Dys-Concordism or Dyscordism?

Concordism has become a four letter word in exegesis. It means, in the negative sense, reading scientific knowledge into Scripture where cannot be found. We have discussed here many times before (Concordism and Genesis 1-2).

For example, some have argued that Genesis gives information about the Big Bang and other scientific findings. This seems to be incorrect. It could not have been the author’s intent. This is eisegesis.

At the same time, I’m seeing an opposite problem. Some seem to read scientific claims into Scripture, in order to say that Scripture is in scientific error. For example, William Lane Craig calls out both Walton and Denis L. for reading geocentrism into Scripture (William Lane Craig On The Babylonian World Map). Similar claims are that raqai must have meant a solid dome. However it is not clear if Genesis is making these claims at all.

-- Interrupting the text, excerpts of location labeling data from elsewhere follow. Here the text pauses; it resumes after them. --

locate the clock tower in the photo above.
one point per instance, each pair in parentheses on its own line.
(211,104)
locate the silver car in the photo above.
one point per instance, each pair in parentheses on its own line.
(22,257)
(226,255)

It seems far more reasonable to read it phenomenologically (by ordinary perception), without any claims about cosmology (A Telling in Six Ordinary Days). This also is eisegesis, but of a different sort.

I feel like we need a new term for this. It is not precisely concordism. I have possibilities in mind:

  1. Dys-concordism
  2. Dyscordism

What do you think? Is this a helpful or clear term? Which one would be clearer? Or would you propose a different term?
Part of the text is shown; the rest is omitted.